GenAI Weekly — Edition 21

GenAI Weekly — Edition 21

Your Weekly Dose of Gen AI: News, Trends, and Breakthroughs

Stay at the forefront of the Gen AI revolution with Gen AI Weekly! Each week, we curate the most noteworthy news, insights, and breakthroughs in the field, equipping you with the knowledge you need to stay ahead of the curve.

? Click subscribe to be notified of future editions


Checkbox extraction from PDFs using LLMWhisperer

From the Unstract blog:

Processing PDF forms involves extracting and interpreting elements like checkboxes and radio buttons, which is essential for automating business processes. These forms can be native PDFs, scanned paper documents, or images taken with smartphones. This article explores methods for extracting and interpreting both native text and scanned image formats of PDF documents.

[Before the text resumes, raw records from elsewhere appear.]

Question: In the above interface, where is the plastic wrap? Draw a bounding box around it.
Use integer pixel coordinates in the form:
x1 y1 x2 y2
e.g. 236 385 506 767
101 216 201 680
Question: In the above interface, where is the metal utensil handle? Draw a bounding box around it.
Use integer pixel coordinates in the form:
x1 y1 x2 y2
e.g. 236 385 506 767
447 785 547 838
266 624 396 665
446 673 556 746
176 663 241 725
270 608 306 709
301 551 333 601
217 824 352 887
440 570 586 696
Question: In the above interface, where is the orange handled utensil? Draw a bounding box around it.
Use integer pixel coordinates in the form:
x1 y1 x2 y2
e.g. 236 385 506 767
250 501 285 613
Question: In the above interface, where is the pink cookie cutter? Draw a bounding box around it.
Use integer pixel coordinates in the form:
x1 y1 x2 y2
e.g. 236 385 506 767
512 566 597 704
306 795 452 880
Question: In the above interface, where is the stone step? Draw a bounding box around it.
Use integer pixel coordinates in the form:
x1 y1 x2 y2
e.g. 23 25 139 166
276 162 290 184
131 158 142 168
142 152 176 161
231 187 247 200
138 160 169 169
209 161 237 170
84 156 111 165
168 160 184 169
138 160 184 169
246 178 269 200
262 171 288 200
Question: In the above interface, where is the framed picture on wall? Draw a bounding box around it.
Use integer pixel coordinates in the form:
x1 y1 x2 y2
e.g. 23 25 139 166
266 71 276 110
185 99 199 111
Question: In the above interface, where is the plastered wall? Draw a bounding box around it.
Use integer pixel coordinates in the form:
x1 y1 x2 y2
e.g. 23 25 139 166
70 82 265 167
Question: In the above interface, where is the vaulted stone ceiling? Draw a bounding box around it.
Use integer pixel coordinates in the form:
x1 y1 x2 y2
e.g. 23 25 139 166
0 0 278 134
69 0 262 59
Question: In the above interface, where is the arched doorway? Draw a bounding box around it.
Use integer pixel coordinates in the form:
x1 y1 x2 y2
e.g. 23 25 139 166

Meta plans to release a 403-b parameter Llama-3 model by end of July

Matthias Bastian writing for The Decoder:

Matthias Bastian

The 405-billion-parameter model will be multimodal, capable of processing both images and text, reports The Information. This means that the model should be able to generate new images from a combination of images and text, for example. Previous Lama models were limited to text generation.
There were rumors that Meta would not make the weights of the 400 billion model available. AI leaker Jimmy Apples reported on X about alleged objections from Facebook co-founder Dustin Moskovitz to Mark Zuckerberg.
Despite these objections, Meta "apparently at the moment of this update" decided to publish the model, including the weights, as open source, according to Jimmy Apples.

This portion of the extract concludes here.